You didn’t see the fallacy. 

Couldn’t grasp it. 

the lie exposing it self.

reveal.

 

    if you are a liar, then so am i.

so is everyone else. they had to be. doing the same sick imagining as you. creating fictions to fill in the gaps about people.

The back story. 

about the world. things. ways.

     everything lies to you. tries to pull one oveer on you for reasons you can only begin to imagine.

and imagine, you do.

 

    the twisting

horrible

possible.

the suspicion. the doubt.

the irrationality of the whole damn thing. echos in your ears, as you calculate.

think.

come upon the crisises always with an approach of finality.

     try to outsmart it.

     out think.

     survive.

     mistakes. you can't see them until they’re far too small in the rearview mirror. It’s a you problem. not an anyone else thing.

the answer, you think, has always been there. previously chosen not to be seen.

     You have lost your mind.

     harvest crops. take them in when they are ripe and plant new seeds, fresh ones, once again, when the soil is fertile.

 

 

    


state of alt i

 

     High, Christian asks me, “You ever think that life's just a made up conversation in your head? That you imagine it?”

     “Dude,” I say.  “Don't harsh my mellow.”

     Everyone laughs.  Time moves fast, so time

slows

down. 

It seems.  Both at once.

Somehow.

Any how.

 

big:small::problems:starts

 

 

 

     “I feel like I can’t talk to people.

Like I forget how.

I feel like I can't talk to you. Like you don't want me to.

     “Like you don’t want me

     “Too.”

     This is written in permanent marker on the bathroom wall in the bar.

     Some band is warming up on stage, in the main room.

     I run into Andy, earlier. When I first come in. His lanky frame looks bigger, more developed. Andy has grown noticeably. He might be turning into the incredible Hulk, very slowly.

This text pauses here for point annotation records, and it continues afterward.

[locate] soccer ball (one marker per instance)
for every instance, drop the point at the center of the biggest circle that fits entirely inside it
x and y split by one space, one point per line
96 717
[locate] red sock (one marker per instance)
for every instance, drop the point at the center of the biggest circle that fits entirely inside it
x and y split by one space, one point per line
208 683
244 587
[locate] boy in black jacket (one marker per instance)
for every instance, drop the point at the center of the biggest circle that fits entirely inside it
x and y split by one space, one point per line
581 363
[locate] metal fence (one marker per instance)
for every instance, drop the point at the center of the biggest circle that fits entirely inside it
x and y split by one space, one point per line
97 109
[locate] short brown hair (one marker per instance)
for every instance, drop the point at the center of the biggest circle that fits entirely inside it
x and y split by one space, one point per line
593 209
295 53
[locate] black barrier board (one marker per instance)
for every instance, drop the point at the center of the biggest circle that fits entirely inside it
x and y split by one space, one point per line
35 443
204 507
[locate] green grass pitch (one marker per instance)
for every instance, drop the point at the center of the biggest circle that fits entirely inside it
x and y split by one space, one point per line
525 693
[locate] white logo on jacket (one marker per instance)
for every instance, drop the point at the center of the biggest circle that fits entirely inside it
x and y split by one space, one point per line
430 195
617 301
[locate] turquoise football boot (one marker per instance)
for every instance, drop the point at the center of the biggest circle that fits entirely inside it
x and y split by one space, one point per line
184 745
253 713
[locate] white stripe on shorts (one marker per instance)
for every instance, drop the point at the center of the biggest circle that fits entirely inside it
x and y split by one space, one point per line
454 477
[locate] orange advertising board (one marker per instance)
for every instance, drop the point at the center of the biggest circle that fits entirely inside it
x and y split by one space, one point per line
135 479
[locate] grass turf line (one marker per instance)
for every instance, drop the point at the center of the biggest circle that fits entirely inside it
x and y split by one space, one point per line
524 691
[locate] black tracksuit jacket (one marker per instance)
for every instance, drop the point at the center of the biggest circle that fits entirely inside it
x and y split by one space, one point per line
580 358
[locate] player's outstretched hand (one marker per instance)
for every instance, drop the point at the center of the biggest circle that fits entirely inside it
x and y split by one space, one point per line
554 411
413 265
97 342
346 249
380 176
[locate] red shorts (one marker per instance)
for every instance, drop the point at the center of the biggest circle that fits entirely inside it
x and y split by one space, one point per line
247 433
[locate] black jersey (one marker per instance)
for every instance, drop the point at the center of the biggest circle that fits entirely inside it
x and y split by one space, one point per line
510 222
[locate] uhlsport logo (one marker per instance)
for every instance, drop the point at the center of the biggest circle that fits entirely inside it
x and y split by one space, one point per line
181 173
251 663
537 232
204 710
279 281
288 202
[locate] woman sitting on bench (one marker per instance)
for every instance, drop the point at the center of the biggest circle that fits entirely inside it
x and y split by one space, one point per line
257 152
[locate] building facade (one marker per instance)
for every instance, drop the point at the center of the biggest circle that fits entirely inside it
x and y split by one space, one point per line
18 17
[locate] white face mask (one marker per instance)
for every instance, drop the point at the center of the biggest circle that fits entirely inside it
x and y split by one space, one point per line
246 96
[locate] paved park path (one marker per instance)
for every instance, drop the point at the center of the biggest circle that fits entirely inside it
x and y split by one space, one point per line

     He talks about the world.  Events.  News.  

The band still sets up.  Filler music plays over the monitors.

     “They say they'll soon have these chips. You can put it in you and it’ll act as an ATM card. Allow you to make purchases. As a cellphone, even. As your car key. You house key.  GPS.  All of it.  And that's where I want to be.  A total technological utopia.”

     “Maybe it’s nanobots,” he yells over the building house speakers now.

     “And I think that I'll never want to be shackled like that.”

     “Where’s the dependence,” I ask.  “You’re totally ingrained in the system.”

     “Where is the down side?” he asks.

     “The down side is,” Kathy says. “The nefarious nature of whoever holds the keys.” 

     Kathy and this other girl, Jane, are with Andy when I arrive. I wonder if he's dating one of them.

     “I just don't like the visibility,” I tell them.

     “It's the future, dude,” Andy says.  “Don’t be such a Luddite.”

     The singer, Duke, checks the microphone.

     Later, he announces to the audience, “We are all the story tellers and dream shapers.”

     They play “Fibonacci's Lament.”

     The moment surges into music. Faint keyboards first. Then drums and bass. The guitar withholds for nineteen bars. The time signature subtlety changes when it enters. The melody a dark groove. Surges of intensity. Lyrics come. In sync with the rhythm.

 

     “Merrily we row along

     life is what it seems

     not the dream

you make

     We can't

awaken

     from this nightmare.

     Why can't I just awaken from

     the nightmare.                       

Nightmare.”                   

 

     The music makes my head spin.  The room should spin but there are too many people.  I spin, instead.   Sin, instead.

     Grab the bar for balance.  Steady yourself.

     It's just a little tremor.  You’re fine.

     I'm fine.

We're all fine.

     The bartender flirts with me.   She's some girl from school.  She looks for a tip.